Da unsere Tage nicht völlig leer waren – die Präsentationen für die Kolloquien machten sich schließlich nicht von selbst –, verstrich die Zeit unbemerkt so schnell, dass nun die Präsentationen anstanden. Eher gesagt hatten alle außer Bilal bereits alles hinter sich – und mit alles meinte ich neben den Kolloquien auch die Bewerbungen für den Master – und heute warteten wir gespannt auf Bilals Ergebnis. Wir hatten uns alle bereits bei ihm versammelt und warteten auf seine Ankunft.
„Er müsste doch schon längst hier sein", flüsterte ich vor mich hin und blickte verzweifelt erneut auf meine Armbanduhr. Er hatte eindeutig zu lange gebraucht. Sein Kolloquium hätte bereits vor einer Dreiviertel Stunde fertig sein müssen und demnach müsste er spätestens vor 10 Minuten zuhause sein.
Ungeduldig blickten wir alle abwechselnd auf unsere Handys, Armbanduhren und auf die große Uhr an der Wohnzimmerwand hinter dem Sofa. Seufzend stand ich auf und bewegte mich in die Richtung der Küche.
Nach einem kurzen inneren Kampf mit mir selbst, wählte ich Bilals Nummer und wartete darauf, dass das nervige Piepen endlich aufhören würde, und seine beruhigende Stimme mir endlich sagen würde, dass er gleich hier wäre. Doch wider meiner Erwartung ging seine Mailbox ran, und seufzend steckte ich das Handy in meine Hosentasche.

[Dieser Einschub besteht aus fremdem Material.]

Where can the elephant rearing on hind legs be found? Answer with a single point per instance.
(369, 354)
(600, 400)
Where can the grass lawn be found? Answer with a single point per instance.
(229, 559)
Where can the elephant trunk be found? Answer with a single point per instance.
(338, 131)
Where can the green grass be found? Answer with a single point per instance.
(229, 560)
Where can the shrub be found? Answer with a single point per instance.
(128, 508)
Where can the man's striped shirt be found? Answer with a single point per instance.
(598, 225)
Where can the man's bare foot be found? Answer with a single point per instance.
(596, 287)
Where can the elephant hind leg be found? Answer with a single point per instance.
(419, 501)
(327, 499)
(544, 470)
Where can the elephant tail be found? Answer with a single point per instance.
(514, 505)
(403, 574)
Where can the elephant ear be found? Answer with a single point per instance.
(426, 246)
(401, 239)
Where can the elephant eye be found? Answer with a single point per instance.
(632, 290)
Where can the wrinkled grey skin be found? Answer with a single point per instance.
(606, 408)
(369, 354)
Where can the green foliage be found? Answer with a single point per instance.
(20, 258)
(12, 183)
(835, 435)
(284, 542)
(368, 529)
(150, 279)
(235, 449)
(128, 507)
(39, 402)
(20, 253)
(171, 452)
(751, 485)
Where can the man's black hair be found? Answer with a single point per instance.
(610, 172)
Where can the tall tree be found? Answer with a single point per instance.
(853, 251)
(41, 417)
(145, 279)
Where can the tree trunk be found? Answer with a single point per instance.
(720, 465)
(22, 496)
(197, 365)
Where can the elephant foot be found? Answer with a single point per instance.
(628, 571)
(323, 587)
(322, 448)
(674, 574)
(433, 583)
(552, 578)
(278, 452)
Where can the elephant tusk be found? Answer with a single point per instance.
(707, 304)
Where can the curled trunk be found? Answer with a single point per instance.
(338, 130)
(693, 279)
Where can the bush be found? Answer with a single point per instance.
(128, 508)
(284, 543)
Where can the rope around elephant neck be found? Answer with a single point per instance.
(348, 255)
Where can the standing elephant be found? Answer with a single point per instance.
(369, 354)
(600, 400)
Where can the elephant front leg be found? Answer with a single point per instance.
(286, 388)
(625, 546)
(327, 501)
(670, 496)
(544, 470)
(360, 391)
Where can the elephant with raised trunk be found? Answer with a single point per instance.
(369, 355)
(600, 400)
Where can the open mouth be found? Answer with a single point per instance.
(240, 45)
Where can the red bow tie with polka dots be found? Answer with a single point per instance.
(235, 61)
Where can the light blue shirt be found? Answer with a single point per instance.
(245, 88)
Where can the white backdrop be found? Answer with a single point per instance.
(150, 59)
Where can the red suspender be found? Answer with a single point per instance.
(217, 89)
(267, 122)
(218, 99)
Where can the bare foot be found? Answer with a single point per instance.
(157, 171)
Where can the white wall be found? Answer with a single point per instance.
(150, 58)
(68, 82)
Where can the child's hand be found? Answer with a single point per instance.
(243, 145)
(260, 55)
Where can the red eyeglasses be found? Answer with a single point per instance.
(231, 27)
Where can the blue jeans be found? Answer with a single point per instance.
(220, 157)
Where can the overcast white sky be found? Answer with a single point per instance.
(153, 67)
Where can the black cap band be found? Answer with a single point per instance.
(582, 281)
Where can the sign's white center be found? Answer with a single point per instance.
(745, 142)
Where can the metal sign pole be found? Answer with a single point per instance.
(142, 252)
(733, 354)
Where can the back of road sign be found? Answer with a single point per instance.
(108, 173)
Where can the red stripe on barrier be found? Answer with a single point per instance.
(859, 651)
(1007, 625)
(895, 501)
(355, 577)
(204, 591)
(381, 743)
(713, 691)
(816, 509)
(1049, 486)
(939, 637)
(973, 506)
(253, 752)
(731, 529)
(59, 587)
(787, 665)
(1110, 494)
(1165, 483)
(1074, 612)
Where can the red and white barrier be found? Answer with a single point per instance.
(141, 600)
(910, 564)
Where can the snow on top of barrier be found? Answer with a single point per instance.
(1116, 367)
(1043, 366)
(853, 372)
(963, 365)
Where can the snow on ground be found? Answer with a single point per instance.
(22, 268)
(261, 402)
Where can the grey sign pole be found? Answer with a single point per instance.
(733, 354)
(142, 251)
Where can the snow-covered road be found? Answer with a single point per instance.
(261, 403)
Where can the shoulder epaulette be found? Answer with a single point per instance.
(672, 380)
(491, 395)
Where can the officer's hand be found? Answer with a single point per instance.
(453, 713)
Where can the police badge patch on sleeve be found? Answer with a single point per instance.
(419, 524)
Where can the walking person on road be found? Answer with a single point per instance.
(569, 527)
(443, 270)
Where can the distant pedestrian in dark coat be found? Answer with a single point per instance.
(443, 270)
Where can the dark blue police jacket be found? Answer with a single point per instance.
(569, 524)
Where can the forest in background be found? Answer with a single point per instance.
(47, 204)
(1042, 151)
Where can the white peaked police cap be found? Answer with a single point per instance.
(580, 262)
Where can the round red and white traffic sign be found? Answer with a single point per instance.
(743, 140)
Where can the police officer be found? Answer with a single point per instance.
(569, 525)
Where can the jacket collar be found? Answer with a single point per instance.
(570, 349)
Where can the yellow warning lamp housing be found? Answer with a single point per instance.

Meine Gefühle sagten mir nichts Gutes. Ich wollte es nicht aussprechen, doch ich spürte, dass ihm etwas zugestoßen war. Hatte Angst meinen Traum zu leben.
Plötzlich ertönte das schrille Leuten des Haustelefons – heute besonders Nerv tötend –, und aus Gewohnheit ging ich sofort ran. „Hallo?", erkundigte ich mich, wer am anderen Ende der Leitung war. Noch bevor die Person antworten konnte, hatten sich meine Mütter und meine Brüder zu mir gesellt und beobachteten mich und meine Reaktionen.
Das ungute Gefühl war also nichts persönliches.
„Hallo ich rufe aus dem Stadtklinikum Kassel an. Spreche ich ein Familienmitglied von Herrn Bilal Alaca?", ertönte die Stimme einer Frau aus dem Haustelefon.
Völlig überfordert von der Situation starrte ich in die Leere.Nein, rief mein Inneres. Oh Allah, lass ihm bitte nichts passiert sein. Lass ihm nichts passiert sein.
„Ja, ich bin seine Schwester", hörte ich mich sprechen. „Es tut mir leid, Ihnen dies sagen zu müssen. Ihr Bruder wurde vor einigen Minuten bei uns eingeliefert. Er hatte einen schweren Motorradunfall und hat bereits am Unfallort jede Menge Blut verloren. Als er bei uns eingetroffen ist, war es leider schon zu spät und wir konnten ihn nicht mehr retten", die Stimme der Frau wurde immer leiser in meinem Kopf und ich konnte nicht mehr denken.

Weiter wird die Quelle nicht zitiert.